Esta lista dos problemas encontrados na Teoria da Raça Crítica não é de forma exaustiva, mas deve fornecer luz sobre o quão distorcida é essa ideologia. A CRT é excepcionalmente prevalente na sociedade e na academia, e os conservadores políticos e sociais precisam tomar nota disso, independentemente das acusações e epítetos que vêm em seu caminho. Vale mencionar que nem todas as minorias pensam assim, mas é verdade que muitas minorias, assim como os brancos, pensam. CrT é digno de retrocesso porque poderia muito bem levar ao desmantelamento da sociedade e ideais desta sociedade que têm sido difíceis de cultivar, sendo que foram vencidos através da guerra, suor, sangue e lágrimas. O que também vale a pena mencionar é que esse pensamento está se tornando parte da linguagem dos cristãos evangélicos. Muitos podem desconhecer essa linguagem, usando-a sem contexto. Por outro lado, muitos usam essa linguagem consciente de seu contexto e significado.

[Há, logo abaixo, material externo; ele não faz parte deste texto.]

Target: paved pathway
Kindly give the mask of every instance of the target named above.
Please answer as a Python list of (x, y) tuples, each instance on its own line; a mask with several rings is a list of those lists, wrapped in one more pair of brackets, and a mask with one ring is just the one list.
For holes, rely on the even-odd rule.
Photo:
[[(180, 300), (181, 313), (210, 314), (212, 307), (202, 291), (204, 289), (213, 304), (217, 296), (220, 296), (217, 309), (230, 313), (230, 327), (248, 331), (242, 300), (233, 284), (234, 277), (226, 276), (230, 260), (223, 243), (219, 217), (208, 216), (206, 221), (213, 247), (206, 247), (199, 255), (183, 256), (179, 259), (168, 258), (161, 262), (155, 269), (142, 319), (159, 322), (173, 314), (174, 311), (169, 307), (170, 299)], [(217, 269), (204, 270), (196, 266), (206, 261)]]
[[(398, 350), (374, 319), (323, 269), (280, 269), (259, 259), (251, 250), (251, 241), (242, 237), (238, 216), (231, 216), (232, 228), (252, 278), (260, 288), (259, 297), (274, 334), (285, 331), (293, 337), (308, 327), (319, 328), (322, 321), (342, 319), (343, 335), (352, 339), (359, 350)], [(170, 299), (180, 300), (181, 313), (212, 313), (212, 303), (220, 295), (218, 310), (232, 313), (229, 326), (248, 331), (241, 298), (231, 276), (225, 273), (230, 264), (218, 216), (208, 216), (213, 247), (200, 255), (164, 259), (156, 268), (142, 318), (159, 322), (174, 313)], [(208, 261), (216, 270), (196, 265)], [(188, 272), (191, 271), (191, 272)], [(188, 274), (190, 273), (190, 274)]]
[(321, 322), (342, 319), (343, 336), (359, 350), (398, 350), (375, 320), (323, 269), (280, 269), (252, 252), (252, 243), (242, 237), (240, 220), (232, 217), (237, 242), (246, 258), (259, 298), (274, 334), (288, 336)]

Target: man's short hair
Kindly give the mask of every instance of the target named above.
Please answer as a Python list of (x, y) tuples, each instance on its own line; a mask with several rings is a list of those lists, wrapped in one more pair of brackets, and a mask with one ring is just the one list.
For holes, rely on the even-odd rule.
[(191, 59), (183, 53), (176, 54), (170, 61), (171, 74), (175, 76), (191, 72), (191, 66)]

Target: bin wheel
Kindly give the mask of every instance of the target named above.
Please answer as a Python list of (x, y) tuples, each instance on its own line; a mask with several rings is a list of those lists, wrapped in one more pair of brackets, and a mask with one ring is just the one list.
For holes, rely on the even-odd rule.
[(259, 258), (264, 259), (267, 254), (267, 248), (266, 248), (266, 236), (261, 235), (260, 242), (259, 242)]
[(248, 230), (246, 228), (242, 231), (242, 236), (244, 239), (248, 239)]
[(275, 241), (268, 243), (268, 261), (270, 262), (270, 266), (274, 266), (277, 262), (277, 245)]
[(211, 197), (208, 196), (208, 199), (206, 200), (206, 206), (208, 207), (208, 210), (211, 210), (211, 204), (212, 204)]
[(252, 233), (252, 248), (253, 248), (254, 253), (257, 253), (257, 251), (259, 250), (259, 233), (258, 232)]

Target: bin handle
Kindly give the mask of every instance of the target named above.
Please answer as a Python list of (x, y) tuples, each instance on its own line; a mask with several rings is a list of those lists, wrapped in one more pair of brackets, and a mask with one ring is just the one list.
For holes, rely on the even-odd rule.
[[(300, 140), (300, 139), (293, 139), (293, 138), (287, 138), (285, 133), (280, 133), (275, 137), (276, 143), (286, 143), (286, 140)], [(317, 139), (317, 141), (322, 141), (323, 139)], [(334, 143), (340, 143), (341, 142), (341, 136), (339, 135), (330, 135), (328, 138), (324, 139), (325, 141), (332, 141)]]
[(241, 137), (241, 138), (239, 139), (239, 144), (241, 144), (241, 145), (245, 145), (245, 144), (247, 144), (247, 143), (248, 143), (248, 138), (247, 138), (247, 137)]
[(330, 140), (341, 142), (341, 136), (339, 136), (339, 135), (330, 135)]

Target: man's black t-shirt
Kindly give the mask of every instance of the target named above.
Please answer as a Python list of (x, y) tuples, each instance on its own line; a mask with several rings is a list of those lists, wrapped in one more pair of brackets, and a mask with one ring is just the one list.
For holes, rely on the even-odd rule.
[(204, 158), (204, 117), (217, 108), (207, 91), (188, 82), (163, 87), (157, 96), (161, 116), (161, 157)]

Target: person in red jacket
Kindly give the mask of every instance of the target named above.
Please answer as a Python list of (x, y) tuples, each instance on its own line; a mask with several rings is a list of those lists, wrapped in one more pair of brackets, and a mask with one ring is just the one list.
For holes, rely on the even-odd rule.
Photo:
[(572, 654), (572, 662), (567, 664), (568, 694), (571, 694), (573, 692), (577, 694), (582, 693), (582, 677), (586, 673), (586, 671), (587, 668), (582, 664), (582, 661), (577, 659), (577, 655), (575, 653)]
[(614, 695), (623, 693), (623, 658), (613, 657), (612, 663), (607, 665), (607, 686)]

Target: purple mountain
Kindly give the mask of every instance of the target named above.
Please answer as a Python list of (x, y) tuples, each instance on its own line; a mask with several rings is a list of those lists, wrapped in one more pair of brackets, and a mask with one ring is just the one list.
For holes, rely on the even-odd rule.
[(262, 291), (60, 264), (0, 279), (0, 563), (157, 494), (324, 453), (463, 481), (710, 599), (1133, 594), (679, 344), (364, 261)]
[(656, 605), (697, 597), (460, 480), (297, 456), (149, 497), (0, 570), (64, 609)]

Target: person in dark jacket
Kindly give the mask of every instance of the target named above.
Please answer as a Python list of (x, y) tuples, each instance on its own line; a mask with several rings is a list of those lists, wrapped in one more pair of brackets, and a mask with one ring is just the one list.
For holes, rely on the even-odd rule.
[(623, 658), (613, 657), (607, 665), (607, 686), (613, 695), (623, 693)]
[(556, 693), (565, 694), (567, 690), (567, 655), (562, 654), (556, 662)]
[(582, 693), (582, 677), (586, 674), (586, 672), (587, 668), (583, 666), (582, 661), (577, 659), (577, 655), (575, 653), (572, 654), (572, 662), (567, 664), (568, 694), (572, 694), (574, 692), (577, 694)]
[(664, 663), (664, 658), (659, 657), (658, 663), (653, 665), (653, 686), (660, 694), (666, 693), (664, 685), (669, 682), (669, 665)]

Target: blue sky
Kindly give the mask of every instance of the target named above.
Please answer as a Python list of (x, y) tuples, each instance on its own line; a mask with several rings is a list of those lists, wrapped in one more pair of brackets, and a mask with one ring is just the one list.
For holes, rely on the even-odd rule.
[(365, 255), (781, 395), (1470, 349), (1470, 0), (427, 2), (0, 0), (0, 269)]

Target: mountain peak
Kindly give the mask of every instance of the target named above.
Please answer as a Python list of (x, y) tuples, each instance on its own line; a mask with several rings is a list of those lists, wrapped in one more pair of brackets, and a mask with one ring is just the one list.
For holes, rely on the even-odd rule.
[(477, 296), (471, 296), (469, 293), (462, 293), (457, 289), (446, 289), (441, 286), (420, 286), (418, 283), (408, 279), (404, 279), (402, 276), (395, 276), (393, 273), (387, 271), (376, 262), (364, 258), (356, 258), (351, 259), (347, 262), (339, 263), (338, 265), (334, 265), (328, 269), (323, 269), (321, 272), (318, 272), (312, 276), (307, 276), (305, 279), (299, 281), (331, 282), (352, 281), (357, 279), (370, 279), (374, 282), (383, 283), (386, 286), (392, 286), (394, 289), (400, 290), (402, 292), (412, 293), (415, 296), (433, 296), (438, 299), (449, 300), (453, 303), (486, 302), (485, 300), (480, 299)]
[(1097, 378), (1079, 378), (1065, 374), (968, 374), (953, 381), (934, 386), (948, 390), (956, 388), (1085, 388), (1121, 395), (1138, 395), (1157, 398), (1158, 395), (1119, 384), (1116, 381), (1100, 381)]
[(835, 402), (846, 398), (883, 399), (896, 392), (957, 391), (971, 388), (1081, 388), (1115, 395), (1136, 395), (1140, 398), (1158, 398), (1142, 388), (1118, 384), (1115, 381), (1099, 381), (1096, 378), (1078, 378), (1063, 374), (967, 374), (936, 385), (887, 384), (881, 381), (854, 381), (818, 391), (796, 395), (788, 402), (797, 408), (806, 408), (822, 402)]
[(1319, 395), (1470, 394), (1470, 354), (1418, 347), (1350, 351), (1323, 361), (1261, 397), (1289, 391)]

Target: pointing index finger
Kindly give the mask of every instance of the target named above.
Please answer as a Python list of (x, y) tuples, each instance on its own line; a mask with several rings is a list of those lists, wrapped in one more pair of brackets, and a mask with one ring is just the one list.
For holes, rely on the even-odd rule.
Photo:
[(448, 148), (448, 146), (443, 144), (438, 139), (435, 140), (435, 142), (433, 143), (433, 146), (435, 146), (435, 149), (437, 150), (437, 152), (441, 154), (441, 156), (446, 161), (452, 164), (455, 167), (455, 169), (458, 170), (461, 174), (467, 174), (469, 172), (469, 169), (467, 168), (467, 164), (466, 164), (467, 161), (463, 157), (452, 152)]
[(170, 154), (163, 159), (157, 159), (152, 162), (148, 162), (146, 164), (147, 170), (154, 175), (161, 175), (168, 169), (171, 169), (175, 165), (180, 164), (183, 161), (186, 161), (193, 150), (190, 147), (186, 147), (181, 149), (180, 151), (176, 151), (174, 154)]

É gravemente importante agora, mais do que nunca, que os cristãos evangélicos estejam atentos ao que está na esfera pública em podcasts e conferências, mas também no que lêem em artigos, posts de blogs e livros. CrT pode ser complicado de detectar, o que requer que os evangélicos sejam particularmente cuidadosos, sendo sábios como serpentes e gentis como pombas (Matt. 10:16). Especialmente verdade é que essa forma de pensar, e as preocupações conjuradas, são difundidas na sociedade, particularmente entre os jovens evangélicos. É muito importante que nossos líderes não capitulem, mas sejam tão firmes quanto possível. Navegar por tudo isso pode ser complicado, mas é crucial, no entanto.

Citações e Referências

[1]Richard Delgado e Jean Stefancic, Critical Race Theory an Introduction, 2nd ed. (New York: New York University Press, 2017), p. 9.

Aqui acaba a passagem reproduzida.